First half defense was promising
While Maryland’s offense was dreadful, the Terps actually played solid defense throughout much of the game. Maryland held Rutgers to only 27 first half points, however, the offense just could not keep up the rest of the way.
Maryland was switching from a man-to-man look to a 3-2 zone defense during the first half. Let’s look at how this confused and limited Rutgers’ offense.
Maryland starts this possession in a 3-2 zone. Rutgers can't crack the zone and takes the shot clock all the way down. With just a few seconds remaining on the shot clock, a Rutgers guard tries to penetrate, but Scott steps up and forces him to pick up his dribble. He kicks it out and Hart recognizes the time on the shot clock, so he steps up for the contest from covering the man in the corner. Morsell is also there on the closeout, which forces a difficult three-pointer from Rutgers.

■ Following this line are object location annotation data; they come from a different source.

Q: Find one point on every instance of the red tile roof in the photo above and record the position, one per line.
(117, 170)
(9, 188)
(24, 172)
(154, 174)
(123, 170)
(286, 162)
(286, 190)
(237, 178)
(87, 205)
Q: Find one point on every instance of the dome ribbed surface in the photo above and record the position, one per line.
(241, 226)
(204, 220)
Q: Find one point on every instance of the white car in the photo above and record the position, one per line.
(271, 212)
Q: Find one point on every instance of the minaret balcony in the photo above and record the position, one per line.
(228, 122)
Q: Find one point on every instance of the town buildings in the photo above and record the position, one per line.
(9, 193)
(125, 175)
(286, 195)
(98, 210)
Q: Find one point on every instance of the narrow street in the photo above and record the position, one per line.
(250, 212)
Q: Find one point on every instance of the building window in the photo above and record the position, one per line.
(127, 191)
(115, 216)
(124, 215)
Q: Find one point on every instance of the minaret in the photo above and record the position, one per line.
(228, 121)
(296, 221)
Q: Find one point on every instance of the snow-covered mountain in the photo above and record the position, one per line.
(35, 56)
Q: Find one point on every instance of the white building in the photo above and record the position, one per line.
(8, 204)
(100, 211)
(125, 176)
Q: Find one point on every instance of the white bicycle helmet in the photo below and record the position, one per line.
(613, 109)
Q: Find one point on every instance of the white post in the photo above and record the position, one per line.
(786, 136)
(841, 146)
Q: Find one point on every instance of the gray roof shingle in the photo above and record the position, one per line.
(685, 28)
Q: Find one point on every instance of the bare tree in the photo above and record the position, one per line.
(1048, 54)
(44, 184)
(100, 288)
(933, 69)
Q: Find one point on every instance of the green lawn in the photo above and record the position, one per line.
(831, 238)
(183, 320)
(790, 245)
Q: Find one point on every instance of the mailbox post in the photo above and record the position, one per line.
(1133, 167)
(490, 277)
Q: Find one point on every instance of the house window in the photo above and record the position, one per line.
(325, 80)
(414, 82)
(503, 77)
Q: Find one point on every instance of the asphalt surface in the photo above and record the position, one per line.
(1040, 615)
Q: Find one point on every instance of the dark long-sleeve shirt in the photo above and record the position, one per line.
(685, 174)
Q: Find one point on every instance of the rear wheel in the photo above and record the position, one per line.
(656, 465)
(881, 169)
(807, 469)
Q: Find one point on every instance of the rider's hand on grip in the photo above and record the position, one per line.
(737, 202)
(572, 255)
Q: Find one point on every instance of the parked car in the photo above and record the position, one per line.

This is an encouraging display of team defense from the Terps. Smith is guarding his man in the post when Morsell sees an opportunity to double. Morsell doubles the post and Rutgers’ big kicks it out.
Hart moves on the flight of the ball and does a quality job of closing out and forcing the drive. When Rutgers’ guard drives the ball, Smith and Morsell are in a perfect position to help, forcing a tough finish at the rim for Rutgers.
This is excellent man-to-man defense from Maryland. Everyone on the Terps’ defense is in sync here, doing a great job of taking away driving lanes by being in help positions, recovering to close out quickly and having active hands and feet. Because of this, Rutgers is forced to take a contested three late in the shot clock that misses.
If Maryland can consistently switch up and have success in multiple defensive looks, it will bode well as it faces more tough Big Ten competition down the road. Then again, unless the Terps’ offense can get going, it may not be enough.